I reluctantly answer.
“Because the bread did not have time to rise when our ancestors fled Egypt,” I say.
I was right. It was a trick question.
“That explanation,” responds Kimelman, “which almost everybody gives” – so, at least, my answer wasn’t unreasonable, even if it seems as if it’s going to prove to be less than correct – “appears in the middle of the haggadah.”
Rabbi Reuven Kimelman |
Then, he adds, “But that’s not the reason given in the beginning of the haggadah.”
It turns out that my SAT-style nervousness about answering a pop quiz – my fear of guessing wrong, or of a trick question – reflects a quintessential misunderstanding about the meaning of meaning when it comes to the seder’s symbolism.
“People think it’s like a philosophical essay and things have one meaning,” says Kimelman. Instead, matzah has multiple meanings.
At the beginning of the seder, he notes, we point to the matzah and call it “lachma anya” – Aramaic for bread of affliction, poverty, or slavery.
The Torah uses the Hebrew version, “lechem oni” (see Deuteronomy 16:3.) In any language, it’s a negative symbol.
By the middle of the seder, Kimelman points, out, the explanation I gave, of matzah as the original fast food, comes to the fore.
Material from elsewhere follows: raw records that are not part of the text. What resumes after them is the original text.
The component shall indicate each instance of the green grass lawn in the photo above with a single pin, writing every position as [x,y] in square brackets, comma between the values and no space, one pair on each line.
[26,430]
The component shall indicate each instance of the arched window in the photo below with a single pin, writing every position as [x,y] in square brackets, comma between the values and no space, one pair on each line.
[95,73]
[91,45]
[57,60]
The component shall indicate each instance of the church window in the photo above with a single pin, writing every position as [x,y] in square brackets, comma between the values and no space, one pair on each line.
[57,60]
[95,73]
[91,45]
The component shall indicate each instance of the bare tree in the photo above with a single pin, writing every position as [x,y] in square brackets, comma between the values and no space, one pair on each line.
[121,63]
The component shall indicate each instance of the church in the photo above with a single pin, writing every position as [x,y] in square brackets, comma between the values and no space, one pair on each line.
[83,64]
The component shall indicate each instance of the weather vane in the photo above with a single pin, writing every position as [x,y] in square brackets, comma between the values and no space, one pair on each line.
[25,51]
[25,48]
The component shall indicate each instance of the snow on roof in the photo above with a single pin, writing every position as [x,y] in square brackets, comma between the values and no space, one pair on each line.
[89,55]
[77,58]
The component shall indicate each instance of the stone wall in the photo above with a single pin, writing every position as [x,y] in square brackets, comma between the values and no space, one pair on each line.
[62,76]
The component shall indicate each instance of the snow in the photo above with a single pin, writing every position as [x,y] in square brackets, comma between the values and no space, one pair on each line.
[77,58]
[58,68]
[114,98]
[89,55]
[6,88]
At this point, “it symbolizes the event of freedom.” What was a symbol of degradation “has undergone a major transformation.”
The symbol itself symbolizes the move of the seder from slavery to freedom.
And the story doesn’t end there, says Kimelman.
“Matzah comes up a third time when it’s eaten as the afikomen” – standing in for the Passover sacrifice that was supposed to be the lingering taste in the mouth.
“That’s quite a sacrifice for a little piece of dough,” says Kimelman.
The four cups of wine have also evolved in meaning.
“Most people will say the four cups of wine will reflect the four expressions the Torah uses to describe going out of Egypt. But initially, they just symbolized the four parts of the service,” says Kimelman.
There are the usual two cups – a cup for kiddush, beginning the meal, and a cup drunk with the grace after meals. “The seder adds two things: The recitation of the haggadah, and the recitation of the Hallel.”
That’s four cups of wine right there.
But while that may be the origin of the four cups, that was only the beginning of assigning meaning to them.
Early on, says Kimelman, it was noticed that “ancient banquets used to require three cups of wine. By adding a fourth, the seder was really luxuriating in freedom.”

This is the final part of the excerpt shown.